Light e Cerj aumentarão tarifas em abril

Roberto Cordeiro

BRASÍLIA. As tarifas de energia elétrica para os consumidores da Light e da Cerj vão ser reajustadas em abril. O aumento corresponderá ao custos das duas distribuidoras por causa da mudança cambial e os índices serão decididos pela Agência Nacional de Energia Elétrica (Aneel).

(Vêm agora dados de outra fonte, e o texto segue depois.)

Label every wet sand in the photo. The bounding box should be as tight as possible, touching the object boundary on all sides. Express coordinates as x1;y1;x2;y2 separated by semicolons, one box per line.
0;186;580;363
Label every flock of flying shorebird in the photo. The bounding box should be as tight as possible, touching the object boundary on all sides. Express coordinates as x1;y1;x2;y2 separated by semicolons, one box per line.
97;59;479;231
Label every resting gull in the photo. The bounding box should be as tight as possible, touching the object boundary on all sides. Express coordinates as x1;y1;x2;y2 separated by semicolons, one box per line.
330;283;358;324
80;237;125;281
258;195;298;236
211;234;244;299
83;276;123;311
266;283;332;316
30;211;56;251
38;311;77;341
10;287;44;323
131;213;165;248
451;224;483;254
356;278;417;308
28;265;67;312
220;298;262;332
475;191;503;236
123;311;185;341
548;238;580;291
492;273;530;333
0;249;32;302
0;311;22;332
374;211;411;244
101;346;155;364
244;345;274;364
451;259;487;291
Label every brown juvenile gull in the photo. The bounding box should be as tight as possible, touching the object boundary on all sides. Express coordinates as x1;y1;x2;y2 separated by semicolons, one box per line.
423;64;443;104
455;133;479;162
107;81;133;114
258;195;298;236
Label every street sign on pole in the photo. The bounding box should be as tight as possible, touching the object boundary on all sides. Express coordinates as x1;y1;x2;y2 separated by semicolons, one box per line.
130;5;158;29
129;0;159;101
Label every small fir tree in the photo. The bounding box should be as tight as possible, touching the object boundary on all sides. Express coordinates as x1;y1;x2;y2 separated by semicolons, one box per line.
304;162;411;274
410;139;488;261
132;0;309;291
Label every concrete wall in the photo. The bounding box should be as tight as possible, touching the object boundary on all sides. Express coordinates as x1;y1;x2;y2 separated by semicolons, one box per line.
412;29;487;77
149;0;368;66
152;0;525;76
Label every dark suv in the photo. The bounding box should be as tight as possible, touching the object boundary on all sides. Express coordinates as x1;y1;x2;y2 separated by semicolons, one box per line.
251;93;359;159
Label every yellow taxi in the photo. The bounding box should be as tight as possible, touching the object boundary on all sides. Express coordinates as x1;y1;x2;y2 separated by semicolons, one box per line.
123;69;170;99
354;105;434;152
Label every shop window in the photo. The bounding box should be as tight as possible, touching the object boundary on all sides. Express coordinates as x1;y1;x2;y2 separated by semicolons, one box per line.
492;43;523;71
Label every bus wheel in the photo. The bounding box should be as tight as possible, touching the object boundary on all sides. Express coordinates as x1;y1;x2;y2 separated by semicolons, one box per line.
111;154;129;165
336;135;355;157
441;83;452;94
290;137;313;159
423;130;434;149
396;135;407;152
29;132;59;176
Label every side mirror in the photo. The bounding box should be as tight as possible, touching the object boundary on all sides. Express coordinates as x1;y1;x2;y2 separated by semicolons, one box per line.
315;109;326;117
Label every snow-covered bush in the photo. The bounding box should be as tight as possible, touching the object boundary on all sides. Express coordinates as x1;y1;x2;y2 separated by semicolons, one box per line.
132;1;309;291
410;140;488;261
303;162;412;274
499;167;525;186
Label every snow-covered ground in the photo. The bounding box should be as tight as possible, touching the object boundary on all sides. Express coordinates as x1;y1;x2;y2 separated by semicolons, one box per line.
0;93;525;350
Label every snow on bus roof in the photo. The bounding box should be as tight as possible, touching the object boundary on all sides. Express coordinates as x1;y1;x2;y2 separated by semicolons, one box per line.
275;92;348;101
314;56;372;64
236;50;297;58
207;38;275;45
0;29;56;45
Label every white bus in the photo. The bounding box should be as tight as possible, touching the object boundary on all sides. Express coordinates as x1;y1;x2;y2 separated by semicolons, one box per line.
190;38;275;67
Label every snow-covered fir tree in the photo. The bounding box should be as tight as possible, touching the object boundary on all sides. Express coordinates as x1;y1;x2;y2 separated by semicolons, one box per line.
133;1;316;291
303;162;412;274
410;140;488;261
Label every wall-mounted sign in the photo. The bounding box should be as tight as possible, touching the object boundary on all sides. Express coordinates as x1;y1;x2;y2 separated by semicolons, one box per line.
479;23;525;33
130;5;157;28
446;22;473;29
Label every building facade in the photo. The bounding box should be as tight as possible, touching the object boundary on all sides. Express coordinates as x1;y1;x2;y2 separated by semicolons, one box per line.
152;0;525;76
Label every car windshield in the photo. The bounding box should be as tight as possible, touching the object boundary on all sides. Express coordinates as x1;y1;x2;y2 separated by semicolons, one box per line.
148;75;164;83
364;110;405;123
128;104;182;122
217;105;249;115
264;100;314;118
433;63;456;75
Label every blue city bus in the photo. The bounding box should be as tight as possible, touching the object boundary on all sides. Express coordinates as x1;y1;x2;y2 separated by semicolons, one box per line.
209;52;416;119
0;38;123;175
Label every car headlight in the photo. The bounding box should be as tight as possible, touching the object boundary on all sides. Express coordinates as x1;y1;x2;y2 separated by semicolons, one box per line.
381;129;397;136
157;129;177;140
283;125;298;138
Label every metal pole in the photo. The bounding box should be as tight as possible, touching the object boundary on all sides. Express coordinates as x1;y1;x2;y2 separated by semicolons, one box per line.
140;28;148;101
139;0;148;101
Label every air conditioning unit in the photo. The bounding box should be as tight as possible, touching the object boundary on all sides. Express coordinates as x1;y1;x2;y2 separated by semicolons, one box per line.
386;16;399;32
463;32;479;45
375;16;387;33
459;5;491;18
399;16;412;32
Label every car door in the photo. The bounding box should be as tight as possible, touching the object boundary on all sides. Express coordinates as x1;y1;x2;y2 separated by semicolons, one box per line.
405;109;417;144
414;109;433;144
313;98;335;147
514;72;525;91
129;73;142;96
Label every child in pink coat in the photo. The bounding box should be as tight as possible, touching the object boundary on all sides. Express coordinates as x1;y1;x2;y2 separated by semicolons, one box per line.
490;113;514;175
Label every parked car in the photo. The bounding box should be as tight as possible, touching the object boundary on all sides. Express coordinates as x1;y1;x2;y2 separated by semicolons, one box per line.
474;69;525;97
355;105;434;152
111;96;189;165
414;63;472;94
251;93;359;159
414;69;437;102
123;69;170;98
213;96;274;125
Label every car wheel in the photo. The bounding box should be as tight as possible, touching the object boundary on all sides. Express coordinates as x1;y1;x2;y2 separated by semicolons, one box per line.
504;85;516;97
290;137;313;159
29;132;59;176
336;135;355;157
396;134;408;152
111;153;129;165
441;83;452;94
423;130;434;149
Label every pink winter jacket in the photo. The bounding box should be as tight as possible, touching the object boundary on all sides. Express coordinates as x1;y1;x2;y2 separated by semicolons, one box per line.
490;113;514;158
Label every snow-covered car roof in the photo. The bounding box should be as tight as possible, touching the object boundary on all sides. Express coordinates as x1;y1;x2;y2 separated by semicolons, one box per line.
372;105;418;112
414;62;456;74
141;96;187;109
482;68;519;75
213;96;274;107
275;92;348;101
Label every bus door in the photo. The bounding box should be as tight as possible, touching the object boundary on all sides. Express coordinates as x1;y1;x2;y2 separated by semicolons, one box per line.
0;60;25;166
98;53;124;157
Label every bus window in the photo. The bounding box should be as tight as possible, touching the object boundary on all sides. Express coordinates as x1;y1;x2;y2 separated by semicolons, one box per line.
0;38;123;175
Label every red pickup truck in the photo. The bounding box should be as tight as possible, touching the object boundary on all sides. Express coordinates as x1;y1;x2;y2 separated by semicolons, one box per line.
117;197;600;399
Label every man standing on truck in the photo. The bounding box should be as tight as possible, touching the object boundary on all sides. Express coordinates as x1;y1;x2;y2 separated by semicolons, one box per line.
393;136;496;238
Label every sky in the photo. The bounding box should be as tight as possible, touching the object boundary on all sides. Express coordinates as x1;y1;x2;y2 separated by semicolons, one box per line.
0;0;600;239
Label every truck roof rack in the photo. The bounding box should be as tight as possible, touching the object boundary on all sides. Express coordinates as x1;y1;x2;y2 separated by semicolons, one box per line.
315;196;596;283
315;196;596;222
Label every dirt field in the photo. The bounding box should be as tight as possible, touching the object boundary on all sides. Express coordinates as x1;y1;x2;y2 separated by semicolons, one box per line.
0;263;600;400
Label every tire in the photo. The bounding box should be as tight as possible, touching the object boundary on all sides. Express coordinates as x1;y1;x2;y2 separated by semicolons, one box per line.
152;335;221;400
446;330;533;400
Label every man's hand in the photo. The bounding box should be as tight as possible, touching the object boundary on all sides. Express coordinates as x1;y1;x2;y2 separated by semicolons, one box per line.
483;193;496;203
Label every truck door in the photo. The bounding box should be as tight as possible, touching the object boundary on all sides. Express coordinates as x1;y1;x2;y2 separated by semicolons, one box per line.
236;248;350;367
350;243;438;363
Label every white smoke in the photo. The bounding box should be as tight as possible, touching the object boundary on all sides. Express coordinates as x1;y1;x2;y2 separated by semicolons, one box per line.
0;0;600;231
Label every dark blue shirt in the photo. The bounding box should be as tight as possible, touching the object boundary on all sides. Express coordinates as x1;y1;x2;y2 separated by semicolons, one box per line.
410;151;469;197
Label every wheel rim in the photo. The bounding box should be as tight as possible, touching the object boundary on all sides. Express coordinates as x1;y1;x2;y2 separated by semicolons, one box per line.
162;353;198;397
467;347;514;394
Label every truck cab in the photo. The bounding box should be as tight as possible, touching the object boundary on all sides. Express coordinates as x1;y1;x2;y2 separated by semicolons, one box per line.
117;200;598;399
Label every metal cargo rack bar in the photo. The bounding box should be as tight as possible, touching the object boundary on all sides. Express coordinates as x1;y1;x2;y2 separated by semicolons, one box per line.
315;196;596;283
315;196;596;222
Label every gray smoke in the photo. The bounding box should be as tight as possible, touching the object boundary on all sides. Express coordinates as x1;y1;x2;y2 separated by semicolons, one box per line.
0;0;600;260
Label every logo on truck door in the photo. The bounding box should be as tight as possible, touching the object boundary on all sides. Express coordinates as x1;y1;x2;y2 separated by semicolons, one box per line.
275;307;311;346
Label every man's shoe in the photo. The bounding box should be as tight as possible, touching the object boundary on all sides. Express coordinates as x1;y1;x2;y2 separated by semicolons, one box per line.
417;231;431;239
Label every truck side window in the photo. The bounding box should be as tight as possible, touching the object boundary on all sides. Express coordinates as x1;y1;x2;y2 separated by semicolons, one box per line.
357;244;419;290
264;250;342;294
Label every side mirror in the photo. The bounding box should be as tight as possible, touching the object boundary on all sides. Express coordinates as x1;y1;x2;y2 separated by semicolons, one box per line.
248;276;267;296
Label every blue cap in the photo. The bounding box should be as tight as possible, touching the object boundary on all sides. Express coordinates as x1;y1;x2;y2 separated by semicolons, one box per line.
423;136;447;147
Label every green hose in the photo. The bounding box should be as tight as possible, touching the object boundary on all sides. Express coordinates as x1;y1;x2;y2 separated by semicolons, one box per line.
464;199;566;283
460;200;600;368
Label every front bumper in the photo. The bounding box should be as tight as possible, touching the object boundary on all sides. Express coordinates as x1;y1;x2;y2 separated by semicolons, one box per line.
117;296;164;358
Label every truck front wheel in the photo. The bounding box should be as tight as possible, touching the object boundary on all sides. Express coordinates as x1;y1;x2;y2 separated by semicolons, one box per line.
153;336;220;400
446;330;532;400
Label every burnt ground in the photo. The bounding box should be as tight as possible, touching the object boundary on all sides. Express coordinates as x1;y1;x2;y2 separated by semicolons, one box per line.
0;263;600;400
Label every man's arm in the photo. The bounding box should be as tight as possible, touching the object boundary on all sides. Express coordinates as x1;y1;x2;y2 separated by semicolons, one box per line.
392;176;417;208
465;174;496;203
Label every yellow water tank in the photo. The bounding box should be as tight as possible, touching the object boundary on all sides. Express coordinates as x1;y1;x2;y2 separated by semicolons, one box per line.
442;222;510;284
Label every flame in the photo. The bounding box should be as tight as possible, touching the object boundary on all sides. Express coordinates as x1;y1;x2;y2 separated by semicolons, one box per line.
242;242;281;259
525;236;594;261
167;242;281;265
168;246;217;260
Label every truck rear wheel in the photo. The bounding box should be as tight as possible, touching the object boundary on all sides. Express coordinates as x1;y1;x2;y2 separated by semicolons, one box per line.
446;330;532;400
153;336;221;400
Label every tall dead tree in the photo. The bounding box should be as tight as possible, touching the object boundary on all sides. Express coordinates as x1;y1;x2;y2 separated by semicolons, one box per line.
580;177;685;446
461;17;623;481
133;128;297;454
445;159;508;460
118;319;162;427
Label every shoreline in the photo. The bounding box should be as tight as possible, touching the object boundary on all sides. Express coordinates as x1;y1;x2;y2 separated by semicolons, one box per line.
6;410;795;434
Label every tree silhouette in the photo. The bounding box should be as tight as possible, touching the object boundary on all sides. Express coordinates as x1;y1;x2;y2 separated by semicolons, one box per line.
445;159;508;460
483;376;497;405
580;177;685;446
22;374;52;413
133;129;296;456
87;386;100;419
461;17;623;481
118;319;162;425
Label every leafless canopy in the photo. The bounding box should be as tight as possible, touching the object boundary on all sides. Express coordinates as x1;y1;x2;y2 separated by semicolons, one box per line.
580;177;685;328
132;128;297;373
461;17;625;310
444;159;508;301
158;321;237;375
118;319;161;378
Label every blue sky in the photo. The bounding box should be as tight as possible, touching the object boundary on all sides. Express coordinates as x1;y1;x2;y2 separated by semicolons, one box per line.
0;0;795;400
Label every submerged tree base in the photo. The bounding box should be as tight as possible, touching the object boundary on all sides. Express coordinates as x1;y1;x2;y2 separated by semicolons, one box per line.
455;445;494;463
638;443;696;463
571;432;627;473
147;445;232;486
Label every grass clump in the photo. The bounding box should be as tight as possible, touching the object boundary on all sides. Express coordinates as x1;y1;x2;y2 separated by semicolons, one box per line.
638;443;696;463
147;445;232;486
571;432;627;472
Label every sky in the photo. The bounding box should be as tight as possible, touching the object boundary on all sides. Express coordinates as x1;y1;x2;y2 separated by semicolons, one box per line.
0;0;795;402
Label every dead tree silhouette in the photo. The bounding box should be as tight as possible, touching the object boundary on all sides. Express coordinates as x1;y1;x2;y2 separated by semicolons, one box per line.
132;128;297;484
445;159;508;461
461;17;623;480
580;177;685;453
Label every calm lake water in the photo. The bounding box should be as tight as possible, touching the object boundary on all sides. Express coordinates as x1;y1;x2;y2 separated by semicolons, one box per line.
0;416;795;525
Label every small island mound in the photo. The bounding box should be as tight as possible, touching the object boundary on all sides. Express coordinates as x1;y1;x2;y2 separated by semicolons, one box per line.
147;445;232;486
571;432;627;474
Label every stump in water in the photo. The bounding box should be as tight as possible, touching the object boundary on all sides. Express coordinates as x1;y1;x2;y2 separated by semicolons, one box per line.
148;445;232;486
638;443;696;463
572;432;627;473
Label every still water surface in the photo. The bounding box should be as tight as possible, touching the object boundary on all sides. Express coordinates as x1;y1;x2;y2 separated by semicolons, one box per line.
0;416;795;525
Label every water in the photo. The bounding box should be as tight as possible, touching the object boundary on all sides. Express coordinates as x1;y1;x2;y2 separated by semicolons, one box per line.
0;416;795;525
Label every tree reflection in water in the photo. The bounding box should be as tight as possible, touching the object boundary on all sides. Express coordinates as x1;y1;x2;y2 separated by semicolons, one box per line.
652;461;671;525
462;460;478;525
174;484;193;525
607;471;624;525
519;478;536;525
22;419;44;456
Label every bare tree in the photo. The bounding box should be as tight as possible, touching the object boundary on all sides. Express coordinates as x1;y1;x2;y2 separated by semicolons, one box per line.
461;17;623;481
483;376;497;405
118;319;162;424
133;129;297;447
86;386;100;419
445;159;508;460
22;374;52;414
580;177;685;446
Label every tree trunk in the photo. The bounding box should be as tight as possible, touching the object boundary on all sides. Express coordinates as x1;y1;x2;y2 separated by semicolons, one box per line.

O anúncio foi feito ontem pelo ministro de Minas e Energia, Rodolpho Tourinho, ao explicar que o repasse ocorrerá porque as companhias compram eletricidade da Itaipu Binacional, cujas tarifas são fixadas em dólar. A medida vai valer também para os clientes das demais empresas das regiões Sudeste, Sul e Centro-Oeste.


Segundo Tourinho, os consumidores da Cemig terão um reajuste mais elevado, pois a distribuidora mineira é uma das maiores compradoras de energia de Itaipu, ou seja, 17% da eletricidade vendida em Minas Gerais vem de Itaipu.


Tourinho explicou que, para as 51 distribuidoras que têm revisão tarifária em abril, data-base dos contratos de concessão, os índices podem ser

superiores, já que elas poderão reivindicar aumentos acima da variação cambial.


As empresas que estão nesta situação são Cemig, Coelba (Bahia), CEB (Brasília), Ceal (Alagoas) e Companhia Paulista de Energia Elétrica

(CPEE), dentre outras. O ministro Tourinho explicou também que pretende renovar o acordo firmado este mês entre o Ministério da Fazenda, a Agência Nacional de Energia Elétrica (Aneel), a Itaipu Binacional e a Eletrobrás.


O acordo evita que o preço da energia siga a cotação atual da moeda americana, que está em R$ 2. Com isso, o dólar para a energia de Itaipu ficou

em R$ 1,55. A diferença é bancada pelos governos do Brasil e do Paraguai. Os resíduos serão repassados aos consumidores.


Amanhã, o Conselho de Administração de Itaipu vai se reunir para avaliar os prejuízos no balanço da companhia.